South Atlantic Blues è un album straordinario. La musica è unica, l’arrangiamento è diversificato, e i testi sono, per dirla semplicemente, letterari. Per me, per chiunque presti attenzione, la ristampa di South Atlantic Blues è estremamente importante. Scott Fagan è il musicista perduto che merita di meglio, che ha fatto la musica che merita di essere ascoltata, che scriveva con onestà e integrità, e con genuina, innegabile buona volontà. È il vero affare, e gli anni ’60 lo hanno lasciato indietro.

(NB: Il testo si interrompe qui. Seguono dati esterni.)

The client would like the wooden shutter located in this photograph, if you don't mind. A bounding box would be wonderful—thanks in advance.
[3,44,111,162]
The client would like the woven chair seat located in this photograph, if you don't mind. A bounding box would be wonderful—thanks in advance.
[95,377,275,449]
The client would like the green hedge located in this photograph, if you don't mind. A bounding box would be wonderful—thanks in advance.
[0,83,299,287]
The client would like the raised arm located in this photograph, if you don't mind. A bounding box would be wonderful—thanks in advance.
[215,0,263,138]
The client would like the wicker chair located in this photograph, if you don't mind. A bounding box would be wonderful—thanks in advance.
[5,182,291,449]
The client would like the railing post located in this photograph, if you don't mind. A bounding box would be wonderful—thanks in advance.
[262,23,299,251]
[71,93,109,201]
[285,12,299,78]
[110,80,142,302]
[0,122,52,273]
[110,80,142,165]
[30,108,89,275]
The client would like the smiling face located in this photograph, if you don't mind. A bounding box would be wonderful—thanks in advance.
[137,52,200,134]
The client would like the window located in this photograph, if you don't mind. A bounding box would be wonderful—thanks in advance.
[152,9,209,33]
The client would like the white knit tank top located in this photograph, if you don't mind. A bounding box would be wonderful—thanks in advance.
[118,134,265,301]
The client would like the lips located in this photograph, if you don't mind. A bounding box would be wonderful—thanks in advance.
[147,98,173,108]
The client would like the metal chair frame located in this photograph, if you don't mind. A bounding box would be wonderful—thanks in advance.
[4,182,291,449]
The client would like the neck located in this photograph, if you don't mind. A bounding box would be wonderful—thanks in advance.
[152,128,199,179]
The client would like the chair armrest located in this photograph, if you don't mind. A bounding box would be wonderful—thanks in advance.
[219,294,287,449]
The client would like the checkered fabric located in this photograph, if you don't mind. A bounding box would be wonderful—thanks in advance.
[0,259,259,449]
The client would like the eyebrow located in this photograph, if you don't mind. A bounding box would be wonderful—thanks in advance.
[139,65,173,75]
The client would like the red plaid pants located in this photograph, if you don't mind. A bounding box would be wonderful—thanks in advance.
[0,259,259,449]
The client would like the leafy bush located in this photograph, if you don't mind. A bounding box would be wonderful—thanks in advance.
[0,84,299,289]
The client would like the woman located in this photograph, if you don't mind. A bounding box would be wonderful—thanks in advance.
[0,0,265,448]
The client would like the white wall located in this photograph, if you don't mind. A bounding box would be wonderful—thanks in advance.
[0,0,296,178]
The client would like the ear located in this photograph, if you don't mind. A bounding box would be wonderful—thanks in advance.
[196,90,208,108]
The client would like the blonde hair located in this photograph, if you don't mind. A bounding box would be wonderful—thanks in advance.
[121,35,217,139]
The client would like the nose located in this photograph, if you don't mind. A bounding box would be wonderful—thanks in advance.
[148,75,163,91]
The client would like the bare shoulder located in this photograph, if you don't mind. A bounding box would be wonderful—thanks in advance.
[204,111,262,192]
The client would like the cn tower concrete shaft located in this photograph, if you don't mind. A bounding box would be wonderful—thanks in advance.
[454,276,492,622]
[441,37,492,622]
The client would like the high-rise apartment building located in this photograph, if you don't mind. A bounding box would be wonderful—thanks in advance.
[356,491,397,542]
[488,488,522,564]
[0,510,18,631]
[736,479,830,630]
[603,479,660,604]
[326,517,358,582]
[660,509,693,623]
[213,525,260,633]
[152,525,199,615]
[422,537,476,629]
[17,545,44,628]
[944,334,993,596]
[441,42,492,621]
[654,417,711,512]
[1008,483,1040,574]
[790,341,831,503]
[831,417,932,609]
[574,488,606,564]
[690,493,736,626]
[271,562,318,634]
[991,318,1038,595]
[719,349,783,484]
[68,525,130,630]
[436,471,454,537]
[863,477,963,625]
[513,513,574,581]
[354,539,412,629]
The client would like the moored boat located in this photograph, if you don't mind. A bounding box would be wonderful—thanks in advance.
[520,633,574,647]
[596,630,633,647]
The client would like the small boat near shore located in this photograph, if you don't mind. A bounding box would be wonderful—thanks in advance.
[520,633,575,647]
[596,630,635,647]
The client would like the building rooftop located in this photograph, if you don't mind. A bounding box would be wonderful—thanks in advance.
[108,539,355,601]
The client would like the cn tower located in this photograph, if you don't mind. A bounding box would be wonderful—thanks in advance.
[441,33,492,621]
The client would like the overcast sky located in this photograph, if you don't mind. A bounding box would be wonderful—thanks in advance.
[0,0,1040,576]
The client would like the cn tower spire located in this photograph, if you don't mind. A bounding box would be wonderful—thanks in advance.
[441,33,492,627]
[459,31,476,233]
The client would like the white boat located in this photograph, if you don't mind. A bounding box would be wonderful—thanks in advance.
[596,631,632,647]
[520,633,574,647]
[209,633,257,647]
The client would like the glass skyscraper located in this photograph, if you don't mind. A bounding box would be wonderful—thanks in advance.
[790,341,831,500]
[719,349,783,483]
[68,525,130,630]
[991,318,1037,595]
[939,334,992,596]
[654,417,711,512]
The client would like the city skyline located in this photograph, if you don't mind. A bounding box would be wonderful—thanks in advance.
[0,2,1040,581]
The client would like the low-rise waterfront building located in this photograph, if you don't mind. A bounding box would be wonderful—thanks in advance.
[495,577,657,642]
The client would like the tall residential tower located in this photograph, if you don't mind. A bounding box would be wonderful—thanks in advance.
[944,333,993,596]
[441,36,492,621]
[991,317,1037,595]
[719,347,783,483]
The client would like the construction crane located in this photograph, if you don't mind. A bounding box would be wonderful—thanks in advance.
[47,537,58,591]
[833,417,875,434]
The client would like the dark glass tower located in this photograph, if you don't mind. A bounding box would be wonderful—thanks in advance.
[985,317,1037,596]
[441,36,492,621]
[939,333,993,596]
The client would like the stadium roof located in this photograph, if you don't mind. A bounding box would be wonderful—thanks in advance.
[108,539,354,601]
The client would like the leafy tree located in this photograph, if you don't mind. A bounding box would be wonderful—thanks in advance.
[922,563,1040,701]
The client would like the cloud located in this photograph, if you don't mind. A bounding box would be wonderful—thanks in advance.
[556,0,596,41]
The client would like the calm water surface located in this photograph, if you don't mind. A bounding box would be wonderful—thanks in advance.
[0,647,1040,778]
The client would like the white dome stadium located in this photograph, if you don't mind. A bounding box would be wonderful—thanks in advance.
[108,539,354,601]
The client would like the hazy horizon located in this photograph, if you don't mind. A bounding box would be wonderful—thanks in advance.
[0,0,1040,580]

Abbiamo parlato ancora per un po’, di Donovan e David Bowie e della breve carriera da suora della trisnonna di Fagan. Abbiamo parlato di figli perduti e di amori perduti e di un affare particolarmente interessante su una casa galleggiante nella baia. Ho avuto la fortuna di intervistare alcuni musicisti in passato, ma nessuno di loro era generoso e interessante come Scott Fagan. Alla fine la nostra ora è finita, è tempo di andare, e devo tornare al lavoro. “Fammi sapere la prossima volta che sei a New York, ragazzo,” dice Fagan. “Sarò qui ad aspettarti per suonarti una canzone.”

South Atlantic Blues è uscito il 20 novembre 2015.